Building a workforce is crucial for the overall success of your business. But as Anna Johansson writes for Yahoo! Finance, businesses tend to overspend on labor by bringing on too many employees too quickly. Some businesses try to match their large ambitions by overstaffing, leading to a bloated workforce, high labor costs, and stunted potential for growth.
Taking a measured, patient approach to hiring is a great way to keep your labor costs low. Because turnover is also extremely expensive, you’ll want to make sure that your interviewing process is thorough. Hold multiple rounds of interviews to get to know your candidates better and keep an eye on hard skills and soft skills alike. A more in-depth approach means you’re more likely to bring someone on board who can help your business grow.
It’s important to note that offering noncompetitive wages is not a sustainable solution for high labor costs. In order to secure the best talent and promote retention, you should offer wages that at least meet the market standard. Hiring the right talent and compensating them commensurate to their abilities is an investment that more often than not will pay off in the long run.
The pandemic has demonstrated that some businesses have the flexibility to operate outside of a traditional setting. If your business can thrive in a smaller space or without the overhead of a physical storefront altogether, you can reap the savings and reinvest in your business.
Inc. writer Larry Alton suggests starting by asking if your current space is providing a net benefit to your business. If the visibility of a space leads to increased sales and foot traffic, it may help justify a higher lease and more expenses. But if you think you can achieve similar sales in a downsized space or even after moving entirely online, you should give serious thought to the savings that could come from uprooting from your current facilities.
This also presents the opportunity to revaluate other expenses associated with your physical storefront. Johansson suggests that factors like waste and recycling, telecom, utilities, office supplies, and equipment leases are all areas where a growing business could stand to save money. Taking a candid look at your expenses when considering whether you need a large space for your business can reveal significant opportunities to save.

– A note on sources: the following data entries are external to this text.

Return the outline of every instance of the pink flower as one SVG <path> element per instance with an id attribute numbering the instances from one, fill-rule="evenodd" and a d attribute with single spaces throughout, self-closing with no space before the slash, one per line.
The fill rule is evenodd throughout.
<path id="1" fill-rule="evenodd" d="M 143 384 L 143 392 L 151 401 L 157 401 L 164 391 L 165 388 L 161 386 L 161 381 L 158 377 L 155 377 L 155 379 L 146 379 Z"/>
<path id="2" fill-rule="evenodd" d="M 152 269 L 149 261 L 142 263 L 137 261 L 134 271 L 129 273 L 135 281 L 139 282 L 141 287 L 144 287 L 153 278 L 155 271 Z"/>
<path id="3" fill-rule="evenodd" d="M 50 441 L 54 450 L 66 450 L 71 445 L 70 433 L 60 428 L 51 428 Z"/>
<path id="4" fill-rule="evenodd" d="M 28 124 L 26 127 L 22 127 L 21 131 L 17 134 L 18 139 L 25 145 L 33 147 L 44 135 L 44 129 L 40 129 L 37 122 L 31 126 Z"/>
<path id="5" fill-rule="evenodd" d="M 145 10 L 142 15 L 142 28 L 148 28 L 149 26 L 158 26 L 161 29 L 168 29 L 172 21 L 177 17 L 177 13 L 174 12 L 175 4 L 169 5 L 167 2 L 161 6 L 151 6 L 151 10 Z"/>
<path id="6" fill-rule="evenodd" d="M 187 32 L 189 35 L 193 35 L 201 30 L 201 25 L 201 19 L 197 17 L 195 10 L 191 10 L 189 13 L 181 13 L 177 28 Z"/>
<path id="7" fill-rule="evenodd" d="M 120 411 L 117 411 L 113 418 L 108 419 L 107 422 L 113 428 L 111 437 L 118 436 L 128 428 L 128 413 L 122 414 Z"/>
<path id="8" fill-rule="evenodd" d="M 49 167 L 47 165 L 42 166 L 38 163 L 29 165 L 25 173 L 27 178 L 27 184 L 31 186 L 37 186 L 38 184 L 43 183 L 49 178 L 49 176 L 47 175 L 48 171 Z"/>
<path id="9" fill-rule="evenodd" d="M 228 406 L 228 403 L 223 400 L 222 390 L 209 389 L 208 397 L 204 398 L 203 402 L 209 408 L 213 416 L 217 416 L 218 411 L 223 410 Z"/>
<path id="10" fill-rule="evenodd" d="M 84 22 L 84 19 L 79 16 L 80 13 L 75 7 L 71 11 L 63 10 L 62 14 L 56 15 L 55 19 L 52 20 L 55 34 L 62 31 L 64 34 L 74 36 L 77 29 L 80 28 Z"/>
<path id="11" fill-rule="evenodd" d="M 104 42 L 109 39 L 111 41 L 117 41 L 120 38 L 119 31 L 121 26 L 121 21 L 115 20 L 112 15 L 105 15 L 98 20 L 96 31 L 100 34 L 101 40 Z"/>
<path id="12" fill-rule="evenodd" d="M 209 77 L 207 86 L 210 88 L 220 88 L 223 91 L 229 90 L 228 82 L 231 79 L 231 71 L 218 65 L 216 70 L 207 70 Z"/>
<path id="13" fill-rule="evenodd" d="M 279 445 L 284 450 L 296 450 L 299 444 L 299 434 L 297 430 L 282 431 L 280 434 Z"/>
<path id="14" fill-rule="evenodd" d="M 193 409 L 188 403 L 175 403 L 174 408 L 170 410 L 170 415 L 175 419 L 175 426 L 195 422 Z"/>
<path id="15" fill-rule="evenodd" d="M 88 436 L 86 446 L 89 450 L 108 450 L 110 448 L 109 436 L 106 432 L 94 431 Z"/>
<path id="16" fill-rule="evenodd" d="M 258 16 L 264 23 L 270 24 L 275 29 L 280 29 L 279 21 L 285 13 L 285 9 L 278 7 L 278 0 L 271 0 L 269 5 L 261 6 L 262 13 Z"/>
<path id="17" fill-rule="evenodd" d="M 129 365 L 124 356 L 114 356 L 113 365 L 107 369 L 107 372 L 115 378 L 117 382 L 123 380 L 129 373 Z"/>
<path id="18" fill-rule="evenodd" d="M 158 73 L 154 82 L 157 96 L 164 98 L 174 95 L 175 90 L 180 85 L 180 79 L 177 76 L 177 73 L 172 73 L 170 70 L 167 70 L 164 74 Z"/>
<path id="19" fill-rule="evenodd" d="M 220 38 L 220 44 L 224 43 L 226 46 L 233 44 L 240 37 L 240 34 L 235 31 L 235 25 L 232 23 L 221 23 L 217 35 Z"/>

The Balance Small Business’ Marco Carbajo recommends that new small businesses start out with home offices and virtual interactions. Without the overhead costs associated with an office, you can sink more of your profits into building a sort of war chest that can later be used to lease commercial space.
Propelling your business to success in 2021 and beyond starts with having a good grasp of your budget. Work with a financial specialist to go over your books and crunch the numbers, and you may find yourself racking up savings quicker than you think.